Other mountain-top trips we've especially enjoyed are in Switzerland - the Titlis nr Engelberg, with its remarkable revolving cable car, and the Jungfraujoch, accessible by rack railway; and the Brienzer Rothorn, also rack railway. Memorable excursions, pricey maybe, but can you put a price on such splendour?


----------



## discusa (Feb 24, 2010)

It's probably worth mentioning that it will be much quieter in the afternoon as the lift is generally very busy in the morning with skiers planning to ski the Valley Blanche.


----------



## peejay (May 10, 2005)

Mandy, theres a massive aire at Chamonix, its €10 for what is effectively just a big car park but there is a little wildcamping spot near the entrance that is a lot better, see my review in the database entry....

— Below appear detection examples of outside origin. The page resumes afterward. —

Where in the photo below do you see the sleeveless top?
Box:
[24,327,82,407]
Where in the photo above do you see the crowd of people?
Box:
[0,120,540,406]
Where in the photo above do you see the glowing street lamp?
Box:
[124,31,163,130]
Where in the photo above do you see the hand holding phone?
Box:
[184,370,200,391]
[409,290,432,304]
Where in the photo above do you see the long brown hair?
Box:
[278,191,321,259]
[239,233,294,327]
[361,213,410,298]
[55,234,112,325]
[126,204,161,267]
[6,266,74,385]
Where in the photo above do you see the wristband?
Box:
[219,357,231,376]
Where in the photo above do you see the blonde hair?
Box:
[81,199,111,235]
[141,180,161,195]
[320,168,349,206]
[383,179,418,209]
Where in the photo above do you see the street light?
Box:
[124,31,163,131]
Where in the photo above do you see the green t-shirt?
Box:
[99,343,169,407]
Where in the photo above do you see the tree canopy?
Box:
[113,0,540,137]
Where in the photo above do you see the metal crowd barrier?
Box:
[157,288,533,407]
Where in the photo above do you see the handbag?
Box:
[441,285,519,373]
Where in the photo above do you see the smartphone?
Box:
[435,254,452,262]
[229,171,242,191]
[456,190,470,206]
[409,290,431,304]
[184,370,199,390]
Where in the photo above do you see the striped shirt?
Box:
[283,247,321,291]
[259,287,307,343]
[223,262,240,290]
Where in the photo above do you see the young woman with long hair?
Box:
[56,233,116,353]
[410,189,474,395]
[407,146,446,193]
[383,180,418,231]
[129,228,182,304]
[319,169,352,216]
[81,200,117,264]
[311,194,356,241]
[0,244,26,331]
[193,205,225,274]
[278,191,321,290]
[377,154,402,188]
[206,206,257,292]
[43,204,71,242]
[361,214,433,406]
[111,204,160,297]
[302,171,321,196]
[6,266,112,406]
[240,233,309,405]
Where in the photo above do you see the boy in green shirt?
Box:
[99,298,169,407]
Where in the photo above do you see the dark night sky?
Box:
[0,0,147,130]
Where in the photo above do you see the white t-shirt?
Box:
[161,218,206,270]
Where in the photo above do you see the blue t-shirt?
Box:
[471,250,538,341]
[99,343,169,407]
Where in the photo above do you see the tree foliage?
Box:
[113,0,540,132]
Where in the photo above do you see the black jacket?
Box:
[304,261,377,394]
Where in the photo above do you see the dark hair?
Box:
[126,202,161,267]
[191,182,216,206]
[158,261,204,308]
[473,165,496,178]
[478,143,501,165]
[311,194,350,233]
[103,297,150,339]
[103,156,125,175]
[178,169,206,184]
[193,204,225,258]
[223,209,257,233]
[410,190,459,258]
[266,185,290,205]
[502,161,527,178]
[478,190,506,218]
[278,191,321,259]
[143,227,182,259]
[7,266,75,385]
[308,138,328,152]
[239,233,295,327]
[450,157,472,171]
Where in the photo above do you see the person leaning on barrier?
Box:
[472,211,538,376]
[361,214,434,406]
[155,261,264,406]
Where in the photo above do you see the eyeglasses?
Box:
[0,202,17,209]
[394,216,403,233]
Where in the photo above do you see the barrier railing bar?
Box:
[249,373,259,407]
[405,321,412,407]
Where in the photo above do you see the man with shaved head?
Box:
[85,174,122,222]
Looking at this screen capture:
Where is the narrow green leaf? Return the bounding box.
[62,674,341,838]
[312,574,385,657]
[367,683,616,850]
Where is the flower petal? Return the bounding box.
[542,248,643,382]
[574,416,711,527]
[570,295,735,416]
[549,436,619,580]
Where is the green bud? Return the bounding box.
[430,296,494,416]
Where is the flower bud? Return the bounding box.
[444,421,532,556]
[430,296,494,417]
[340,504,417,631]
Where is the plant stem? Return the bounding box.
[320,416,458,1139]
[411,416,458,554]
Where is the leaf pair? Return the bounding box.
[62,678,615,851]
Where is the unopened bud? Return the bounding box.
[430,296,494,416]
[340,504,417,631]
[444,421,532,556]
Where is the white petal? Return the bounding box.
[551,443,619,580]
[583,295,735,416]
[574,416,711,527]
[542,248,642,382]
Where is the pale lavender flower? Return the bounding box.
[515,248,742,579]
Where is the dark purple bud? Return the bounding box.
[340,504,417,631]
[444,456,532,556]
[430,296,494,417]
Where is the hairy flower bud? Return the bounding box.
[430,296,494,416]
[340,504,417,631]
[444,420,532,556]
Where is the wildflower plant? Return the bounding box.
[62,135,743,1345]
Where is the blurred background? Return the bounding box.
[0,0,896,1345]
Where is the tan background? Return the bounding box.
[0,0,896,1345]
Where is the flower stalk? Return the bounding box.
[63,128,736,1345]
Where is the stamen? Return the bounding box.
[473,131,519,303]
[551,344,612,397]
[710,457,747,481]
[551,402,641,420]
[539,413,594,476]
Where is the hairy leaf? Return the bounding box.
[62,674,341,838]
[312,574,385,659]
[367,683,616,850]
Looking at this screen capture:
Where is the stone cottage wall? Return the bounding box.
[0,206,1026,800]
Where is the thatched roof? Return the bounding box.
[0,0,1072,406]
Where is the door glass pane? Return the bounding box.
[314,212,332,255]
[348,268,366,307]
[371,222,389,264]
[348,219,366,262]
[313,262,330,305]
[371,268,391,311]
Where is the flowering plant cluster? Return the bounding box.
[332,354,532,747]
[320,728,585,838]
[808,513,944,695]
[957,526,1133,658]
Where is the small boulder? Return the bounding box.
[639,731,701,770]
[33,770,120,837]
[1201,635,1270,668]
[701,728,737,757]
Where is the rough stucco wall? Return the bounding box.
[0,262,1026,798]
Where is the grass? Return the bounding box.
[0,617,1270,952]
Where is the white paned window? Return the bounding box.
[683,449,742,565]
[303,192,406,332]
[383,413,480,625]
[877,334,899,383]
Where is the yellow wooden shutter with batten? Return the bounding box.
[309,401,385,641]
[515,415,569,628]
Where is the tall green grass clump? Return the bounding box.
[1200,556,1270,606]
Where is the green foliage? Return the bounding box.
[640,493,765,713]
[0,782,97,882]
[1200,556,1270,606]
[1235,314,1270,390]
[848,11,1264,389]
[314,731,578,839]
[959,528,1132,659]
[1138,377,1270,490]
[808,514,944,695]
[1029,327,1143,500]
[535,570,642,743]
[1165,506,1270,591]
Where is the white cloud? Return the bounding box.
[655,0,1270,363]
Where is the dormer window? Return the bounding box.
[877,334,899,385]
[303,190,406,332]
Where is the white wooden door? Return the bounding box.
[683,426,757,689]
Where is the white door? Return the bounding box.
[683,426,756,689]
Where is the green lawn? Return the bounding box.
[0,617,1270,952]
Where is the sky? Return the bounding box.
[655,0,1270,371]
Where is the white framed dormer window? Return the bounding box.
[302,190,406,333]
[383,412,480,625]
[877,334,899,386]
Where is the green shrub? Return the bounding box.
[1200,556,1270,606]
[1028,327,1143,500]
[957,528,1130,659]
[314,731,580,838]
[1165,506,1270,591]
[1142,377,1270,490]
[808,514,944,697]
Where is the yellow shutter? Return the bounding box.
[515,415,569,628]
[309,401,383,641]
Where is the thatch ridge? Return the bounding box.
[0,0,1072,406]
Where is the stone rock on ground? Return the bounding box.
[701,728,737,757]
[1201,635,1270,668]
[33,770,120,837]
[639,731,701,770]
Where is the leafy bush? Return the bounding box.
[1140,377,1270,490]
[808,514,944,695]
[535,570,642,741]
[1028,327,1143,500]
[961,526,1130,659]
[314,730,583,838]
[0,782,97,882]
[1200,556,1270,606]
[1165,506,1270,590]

http://www.motorhomefacts.com/modules.php?name=Campsites&op=display_results&csid=864

Pete


----------



## Hezbez (Feb 7, 2009)

peejay said:


> Mandy, theres a massive aire at Chamonix, its €10 for what is effectively just a big car park but there is a little wildcamping spot near the entrance that is a lot better, see my review in the database entry....
> 
> http://www.motorhomefacts.com/modules.php?name=Campsites&op=display_results&csid=864
> 
> Pete


Just to let you know the wildcamping spot to the right of the entrance to the aire is now chained off and you cannot get in it.
The carpark/aire pricelist has now removed the 24hr price option and their website says that campers can no longer overnight in the aire (there were about 10 vans in it during the day when we passed);

_Quote from the website: ....For the Aiguille du Midi the best place to park is the Grépon open air car park (700 places). Parking is free here for the first 30 minutes and then: 1 hr €0.50, 2hrs €1, 3 hrs €1.50 and then €0.50 for each additional hour. You can park for 10-15hrs for €5 and 16-24hrs costs €10. Camper vans are no longer allowed to overnight in this car park. If you are travelling here with a camper van you can park up (short term) in some of the free outdoor car parks mentioned at the top. There is also a beautiful spot by Lac des Gaillands but it is not possible to hook up in any of these places. For full access to power and washing facilities, it is best to book into one of the many camp sites in the valley._
http://www.chamonet.com/travel/chamonix-transport-and-parking.htm

Les 2 Glaciers campsite at 15 Euros per night is a good alternative - very pretty surroundings and a short bus ride to the cable car. Free bus pass available when you book into the campsite.


----------



## teemyob (Nov 22, 2005)

*Heading*

Thinking of heading this way if the weather improves.

Any other campsite/aire suggestions please?

TM


----------



## teemyob (Nov 22, 2005)

*shut*

And it is closed!


----------